「私諏訪さんが好きなんです」
真顔の風間さんの拍手(まばら)と、真顔の木崎さんのとりあえず座れ、というジェスチャーで私は食卓にまたすとんと座る。
勢いよく立って、告白してみた。食事中に。
告白した私はけっこう、心臓がドキドキしてるのだけど、告白された諏訪さんは真顔でカツカレー(風間さんのリクエスト)を食べていた。木崎さんの作った特製カレー。たまこまの味。
「……好きなんですけど」
「聞こえてるっつの」
「聞こえてて無視したんですか?ひどくないですか」
ひどいと思います。スプーン片手に睨み上げても、私の思い人の顔は変わらず。
「ひどいな」
「ああ、ひどい」
ただ、風間さんと木崎さんが同調してくれた。
「お前ら他人事だと思ってんな……」
私の本気の告白は、無視された。よくあることである。かれこれ78回目の告白とカツカレー。カツカレーは、美味しい。
▼▼▼
「うっし、帰るぞ」
「解散か」
「俺コイツ送ってくから、お前ら先帰れ」
「ちゃんと送ってやれよ」
「わーってるわ」
じゃあまたな、と風間さんが手を振って、木崎さんが私の頭をぽんと撫でる。諏訪さんはいつも送っていってくれる。そういうところが、好き。
「まだ昼間だから平気だよ」
「バッカ、変質者は昼間でもでんだよ」
つーかもう夕方じゃねえか。一番変質者出る時間だろが。だって。
「かえろ、諏訪さん」
「おう」
タバコをくわえる諏訪さんを眺める。女の子の前であんまりすぱすぱ吸うとモテないよ。うるせー。そんないつもみたいな会話をする。モテなくていいよ。私がいるよ。とは、言わない。夕焼けの赤い光のなかで見る諏訪さんは、いつもより男の人みたいだった。
▲▲▲
「諏訪さん」
「んー」
「好きだよ」
「おうよ」
「……冗談じゃないよ」
「さいですか」
「私、本気だよ」
いつも、そうやって、流すの。タバコの煙が宙をくゆる。つきそうでまだつかない街頭。すこし赤みのある雲と、タバコのその煙が、目に染みる。心に染みる。歩くほどにオレンジになっていく三門市の夕暮れ。ここは、存外きれいな町なのである。

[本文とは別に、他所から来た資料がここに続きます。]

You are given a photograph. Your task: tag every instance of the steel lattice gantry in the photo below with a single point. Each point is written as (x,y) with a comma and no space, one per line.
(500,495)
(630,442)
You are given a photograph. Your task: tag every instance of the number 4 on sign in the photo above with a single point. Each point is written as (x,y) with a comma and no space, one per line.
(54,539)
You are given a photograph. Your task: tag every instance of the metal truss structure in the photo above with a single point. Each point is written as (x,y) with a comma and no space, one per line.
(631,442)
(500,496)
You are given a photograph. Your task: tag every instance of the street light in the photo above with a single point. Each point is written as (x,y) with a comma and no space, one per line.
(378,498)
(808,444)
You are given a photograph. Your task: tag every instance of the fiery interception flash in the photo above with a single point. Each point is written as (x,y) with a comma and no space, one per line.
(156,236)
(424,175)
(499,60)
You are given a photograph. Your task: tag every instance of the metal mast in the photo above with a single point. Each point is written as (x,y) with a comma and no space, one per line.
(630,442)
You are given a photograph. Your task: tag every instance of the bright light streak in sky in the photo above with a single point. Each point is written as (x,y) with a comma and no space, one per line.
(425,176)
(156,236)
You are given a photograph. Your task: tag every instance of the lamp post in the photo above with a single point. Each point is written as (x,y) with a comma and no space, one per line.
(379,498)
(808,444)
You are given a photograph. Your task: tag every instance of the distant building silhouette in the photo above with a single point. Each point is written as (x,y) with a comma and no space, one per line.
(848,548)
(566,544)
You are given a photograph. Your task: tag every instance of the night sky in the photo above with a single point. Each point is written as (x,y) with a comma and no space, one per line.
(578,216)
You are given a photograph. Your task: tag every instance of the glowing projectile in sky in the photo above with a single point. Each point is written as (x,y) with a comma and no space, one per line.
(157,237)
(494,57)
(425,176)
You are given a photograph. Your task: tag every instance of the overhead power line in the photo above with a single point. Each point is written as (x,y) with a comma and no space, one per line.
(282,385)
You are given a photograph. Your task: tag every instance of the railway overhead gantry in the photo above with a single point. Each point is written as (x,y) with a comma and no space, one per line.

言っても伝わらないから、かわされちゃうから、私は今度は念じてみた。目には見えないけどそこにある電波みたいな、そんなものを、私も発することができたら、そうしたら、諏訪さんにつたわるのだろうか。
「今度はナニ不細工な顔してんだよ」
「えっ不細工だった?」
「だいぶな」
「諏訪さんにテレパシーで告白してたんですけど」
「残念ながら受信してねえわ」
「そっかあ……」
諏訪さんがにっと笑う。からかうみたいな、バカにするみたいな、意地悪な笑い方で、私をこけにする。ひどい大人だ。いたいけな少女の気持ちをもてあそんで。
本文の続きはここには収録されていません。